Wednesday, March 20, 2013

Banks’ loan risks rise despite profits

The Central Bank of Kenya. A CBK report shows banks may have lent less creditworthy borrowers during a high interest regime. Photo/File
The Central Bank of Kenya. A CBK report shows banks may have lent less creditworthy borrowers during a high interest regime. Photo/File 
By GEOFFREY IRUNGU

Posted  Tuesday, March 19  2013 at  19:38
In Summary
  • The lower assets quality points to inherent risk ahead as banks may be forced to provide for loan loss in their profit-and-loss accounts.
  • It also reflects distress by borrowers as banks raised lending rates to make a record profit.

Commercial banks’ profits rose by a fifth last year at the expense of the quality of loans, an official industry report shows.

The lower assets quality points to inherent risk ahead as banks may be forced to provide for loan loss in their profit-and-loss accounts and depress shareholder payouts. It also reflects distress — expected to grow due to political uncertainty this year — by borrowers as banks raised lending rates to make a record profit.

Pre-tax profits stood to Sh107.7 billion in 2012 compared to Sh89.6 billion in the previous year, thanks to the aggressive marketing stance adopted by the sector in the second half of the year after a low-loan uptake in the first half.

Newly published Central Bank of Kenya Credit Officers Survey Jan-Dec 2012 report disclosed that gross non-performing loans (NPLs), however, increased by 13.33 per cent to Sh61.6 billion last year, pointing to the fact that the institutions may have lent less creditworthy borrowers during a high interest regime.

“For the first quarter of 2013, most banks expect the levels of non-performing loans to increase due to expected rise of political risk arising from March 2013 elections,” said the CBK report.

One fact, though not directly mentioned by the report, is that the country’s economic activities came to a near standstill in the week following the March 4 General Election as the tallying of votes took place.

Lending rates rose dramatically from the last quarter of 2011 discouraging many would-be creditworthy borrowers from taking loans.

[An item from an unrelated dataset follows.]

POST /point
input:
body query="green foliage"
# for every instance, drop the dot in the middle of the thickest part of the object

Banks were apparently left with a good number of clients who were keen to take loans but had no proper plans to repay, leaving the sector with lower quality portfolios, a situation technically called adverse selection.

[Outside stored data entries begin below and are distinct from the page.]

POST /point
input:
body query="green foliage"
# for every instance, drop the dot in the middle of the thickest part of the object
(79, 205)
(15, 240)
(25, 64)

According to the Credit Officer Survey, demand for credit increased in nine of 11 sectors but that from the mining, quarrying and trade sectors remained unchanged in the year. A major increase in the borrowing was due to the lower lending rates during the second half of 2012.

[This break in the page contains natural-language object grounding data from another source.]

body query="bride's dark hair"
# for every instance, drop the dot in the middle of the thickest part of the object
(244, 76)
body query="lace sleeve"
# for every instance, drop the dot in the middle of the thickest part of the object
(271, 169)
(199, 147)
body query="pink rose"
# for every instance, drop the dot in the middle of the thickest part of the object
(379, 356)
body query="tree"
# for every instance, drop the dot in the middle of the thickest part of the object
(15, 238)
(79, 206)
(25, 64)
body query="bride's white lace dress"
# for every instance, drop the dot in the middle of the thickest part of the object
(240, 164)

Last year, banks eased credit standards for agriculture, manufacturing and trade sectors while they remained unchanged in all other sectors.

“There was general optimism in the economy due to the fall in interest rates (that came in the second half of 2012) and as a result banks increased supply of international finance to manufacturing, energy and trade sectors,” said the report.

Due to the rise in NPLs, credit officers said they would intensify debt collection efforts in the first quarter of this year as a pro-active measure “to curb any form of negative outcomes caused by the March 2013 elections as well as to recover any non-performing loans mainly arising from the high interest rate regime recently experienced by the sector.”

In earlier interviews market players said NPLs were a result of high interest rates and tended to depend on the banks especially given that interest rates also differed from institution to institution.

“The non-performing loans are specific to individual banks, but one would say that higher interest rates have eroded many borrowers’ ability to service the loans, leading to deterioration of loan performance,” Diamond Trust Bank finance and planning director Alkarim Jiwa told the Business Daily towards the end of last year.

“In the fourth quarter of 2012, there was an expectation of NPLs increase in the first quarter of 2013 in the trade, tourism and communications, and real estate sectors as a result of increase political risk,” said the report.

When interest rates fell, demand for credit from the manufacturing sector rose to 51 per cent in the quarter ended December 2012 from the previous quarter.

The report said banks tightened credit standards towards the end of the year as they realised the need to shore up their capital positions in order to comply with the enhanced capital adequacy requirements.